Árbitros assumem posição na sequência dos áudios de Proença
Os árbitros do futebol profissional não iniciaram esta sexta-feira os trabalhos na primeira ação de reciclagem e avaliação do setor, após a divulgação de áudios em que o presidente da Federação Portuguesa de Futebol (FPF) critica a arbitragem.
«Os árbitros do futebol profissional informam que decidiram não iniciar a primeira ação de reciclagem e avaliação de arbitragem, por entenderem que, face aos acontecimentos que têm envolvido a arbitragem nacional, não estão reunidas as condições necessárias para o arranque dos trabalhos», informou o grupo de juízes das competições profissionais, numa nota à qual a agência Lusa teve acesso.
A ação de reciclagem e avaliação da arbitragem começa esta sexta-feira e prolonga-se até domingo, em Tomar, sendo um encontro de formação obrigatória promovido pelo Conselho de Arbitragem (CA) da FPF para testar e atualizar as capacidades físicas, teóricas e técnicas dos agentes do setor.
O evento decorre a uma semana do arranque da Liga I e Liga 2 e intercala o primeiro jogo oficial nas provas internas em 2026/27, já que o campeão nacional FC Porto e o Torreense, do segundo escalão e detentor da Taça de Portugal, disputam no sábado a 48.ª edição da Supertaça Cândido de Oliveira, em Coimbra, sob arbitragem de André Narciso, da associação de Setúbal.

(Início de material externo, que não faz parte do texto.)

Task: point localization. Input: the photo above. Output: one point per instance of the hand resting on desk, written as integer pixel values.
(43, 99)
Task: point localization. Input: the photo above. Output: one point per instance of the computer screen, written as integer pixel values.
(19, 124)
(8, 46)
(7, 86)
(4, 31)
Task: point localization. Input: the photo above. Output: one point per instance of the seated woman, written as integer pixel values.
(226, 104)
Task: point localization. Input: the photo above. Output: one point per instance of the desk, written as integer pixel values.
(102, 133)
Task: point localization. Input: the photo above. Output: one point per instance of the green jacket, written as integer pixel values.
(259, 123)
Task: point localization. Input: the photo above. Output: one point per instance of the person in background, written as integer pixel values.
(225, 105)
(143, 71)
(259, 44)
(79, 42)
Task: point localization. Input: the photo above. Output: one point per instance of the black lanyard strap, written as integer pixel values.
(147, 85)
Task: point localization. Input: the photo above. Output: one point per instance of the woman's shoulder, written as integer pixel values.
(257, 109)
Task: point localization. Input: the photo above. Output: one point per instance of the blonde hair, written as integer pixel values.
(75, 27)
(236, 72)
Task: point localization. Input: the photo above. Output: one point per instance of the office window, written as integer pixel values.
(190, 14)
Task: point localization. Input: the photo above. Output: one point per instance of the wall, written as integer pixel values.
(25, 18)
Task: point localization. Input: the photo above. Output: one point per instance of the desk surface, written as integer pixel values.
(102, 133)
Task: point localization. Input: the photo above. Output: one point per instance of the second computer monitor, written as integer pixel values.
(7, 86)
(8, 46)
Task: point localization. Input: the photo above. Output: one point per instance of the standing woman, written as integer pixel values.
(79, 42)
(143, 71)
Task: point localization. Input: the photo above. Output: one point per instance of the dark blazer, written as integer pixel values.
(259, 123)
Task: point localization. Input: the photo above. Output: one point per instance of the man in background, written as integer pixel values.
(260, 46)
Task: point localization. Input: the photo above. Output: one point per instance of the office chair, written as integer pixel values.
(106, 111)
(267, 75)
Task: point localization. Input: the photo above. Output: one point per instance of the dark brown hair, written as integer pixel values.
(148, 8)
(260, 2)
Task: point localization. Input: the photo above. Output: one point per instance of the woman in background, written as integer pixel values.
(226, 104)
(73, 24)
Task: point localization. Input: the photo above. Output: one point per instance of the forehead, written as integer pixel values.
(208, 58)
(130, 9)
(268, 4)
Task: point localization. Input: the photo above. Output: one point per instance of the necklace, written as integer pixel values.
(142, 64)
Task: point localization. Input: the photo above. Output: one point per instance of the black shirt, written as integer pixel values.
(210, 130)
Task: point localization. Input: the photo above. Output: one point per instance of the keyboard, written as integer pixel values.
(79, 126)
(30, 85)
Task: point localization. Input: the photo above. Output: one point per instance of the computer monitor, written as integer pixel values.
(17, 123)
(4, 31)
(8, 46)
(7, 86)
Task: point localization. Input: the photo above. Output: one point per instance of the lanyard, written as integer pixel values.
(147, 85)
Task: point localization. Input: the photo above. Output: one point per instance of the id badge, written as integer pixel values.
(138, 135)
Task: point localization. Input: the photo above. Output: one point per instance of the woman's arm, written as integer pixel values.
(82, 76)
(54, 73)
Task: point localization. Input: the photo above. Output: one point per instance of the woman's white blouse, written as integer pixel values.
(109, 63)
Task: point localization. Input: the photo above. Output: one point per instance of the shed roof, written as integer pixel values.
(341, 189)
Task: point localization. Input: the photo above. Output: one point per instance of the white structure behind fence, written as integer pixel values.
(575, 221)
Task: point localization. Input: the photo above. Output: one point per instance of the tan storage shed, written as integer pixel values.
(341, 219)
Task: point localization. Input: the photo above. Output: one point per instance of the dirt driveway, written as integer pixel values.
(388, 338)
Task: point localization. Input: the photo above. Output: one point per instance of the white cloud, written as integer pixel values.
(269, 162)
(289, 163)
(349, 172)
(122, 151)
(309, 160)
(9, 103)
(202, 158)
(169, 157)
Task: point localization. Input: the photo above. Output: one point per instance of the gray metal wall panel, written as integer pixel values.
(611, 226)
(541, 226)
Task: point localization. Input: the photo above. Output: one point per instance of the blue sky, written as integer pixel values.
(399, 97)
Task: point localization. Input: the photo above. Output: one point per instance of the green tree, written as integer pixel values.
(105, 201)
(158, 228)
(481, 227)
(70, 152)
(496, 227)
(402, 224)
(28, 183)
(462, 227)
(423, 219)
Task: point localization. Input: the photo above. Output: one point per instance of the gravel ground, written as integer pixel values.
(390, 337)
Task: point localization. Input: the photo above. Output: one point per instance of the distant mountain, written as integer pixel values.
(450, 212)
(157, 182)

Os árbitros do futebol profissional pronunciaram-se três dias depois da divulgação de áudios do presidente da FPF, em que Pedro Proença critica a qualidade dos árbitros portugueses, recorda os processos judiciais do Benfica e fala de forma pouco simpática sobre José Fontelas Gomes, vice-líder federativo.
Os excertos também circularam nas redes sociais e remontam a 2024, quando Pedro Proença comandava a Liga Portuguesa de Futebol Profissional (LPFP) e preparava a candidatura à presidência da FPF, cujas eleições venceria em fevereiro de 2025, ao derrotar Nuno Lobo, ex-líder da Associação de Futebol de Lisboa, para suceder a Fernando Gomes.
Na passada quarta-feira, Pedro Proença condenou a divulgação «ilegal e imoral» de conversas «privadas, informais, truncadas, meticulosamente selecionadas, distorcidas, incompletas e descontextualizadas», mantidas em contexto pré-eleitoral com os clubes do futebol profissional e outras partes interessadas da modalidade.
O líder da FPF confirmou ter abordado nessas sessões «diversas matérias relevantes» para o futuro do setor, incluindo a arbitragem e a disciplina, além da equipa que o acompanharia no organismo, caso fosse eleito, e equacionou «acionar todos os meios legais à disposição contra quem contribuiu para a obtenção e posterior divulgação pública» dos áudios.